At its heart, Little Elvises isn't a purely comic novel, even though there are many funny touches and scenes that made me laugh. It's full of characters wounded by loss and bad luck. Musicians make music despite drug habits and poverty. Junior misses his daughter Rina and, during his investigation, he meets abandoned women who make him feel guilty about the divorce from his wife Kathy, whose current relationship with a hunter named Bill gives Junior little mental flare-ups of homicidal rage. At the same time, it's impossible to imagine Junior living the crime-free life that Kathy wants because he's not only good at being a crook, he gets off on it too.
I liked Hallinan's unusual protagonist, Junior. Being unconstrained by the law sure comes in handy for investigating crimes and dealing with criminals. I enjoyed Hallinan's riffs on the themes of love in its many guises, how the still waters of society and individuals run deep, the meaning of prejudice and the price of fame and survival. Hallinan obviously loves music and knows Los Angeles well enough to give us a criminal's-eye view of the city and its nearby desert. Sometimes I wondered if one of the two threads of Junior's investigations was about to get lost while he messed around, but that not only didn't happen, the suspense rose to a terrific finish. There are few better ways of spending a lazy evening than hanging out with resourceful Los Angeles burglar Junior Bender.
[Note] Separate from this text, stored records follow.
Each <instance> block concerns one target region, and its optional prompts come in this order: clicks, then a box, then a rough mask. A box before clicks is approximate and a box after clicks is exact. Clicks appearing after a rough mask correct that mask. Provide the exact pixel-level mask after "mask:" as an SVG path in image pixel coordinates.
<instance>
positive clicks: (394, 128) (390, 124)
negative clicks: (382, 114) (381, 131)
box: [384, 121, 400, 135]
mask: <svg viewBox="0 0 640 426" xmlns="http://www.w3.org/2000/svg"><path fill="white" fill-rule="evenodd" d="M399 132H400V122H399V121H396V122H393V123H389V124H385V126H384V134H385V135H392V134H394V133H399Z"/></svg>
Note: Thanks to Read Me Deadly reader Bonnie Riley, who pointed out this book to me. I received an advance review copy of Little Elvises, published earlier this year by Soho Press.
Wow, you're welcome. You'll probably be happy to know that a new Junior is coming out in July, called The Fame Thief. I'm about half-way through it right now (courtesy of an ARC from Tim, full disclosure, as I update his website when he needs it).
ReplyDeleteBonnie, I'm glad there's a new Junior available in July. Thanks for letting us know.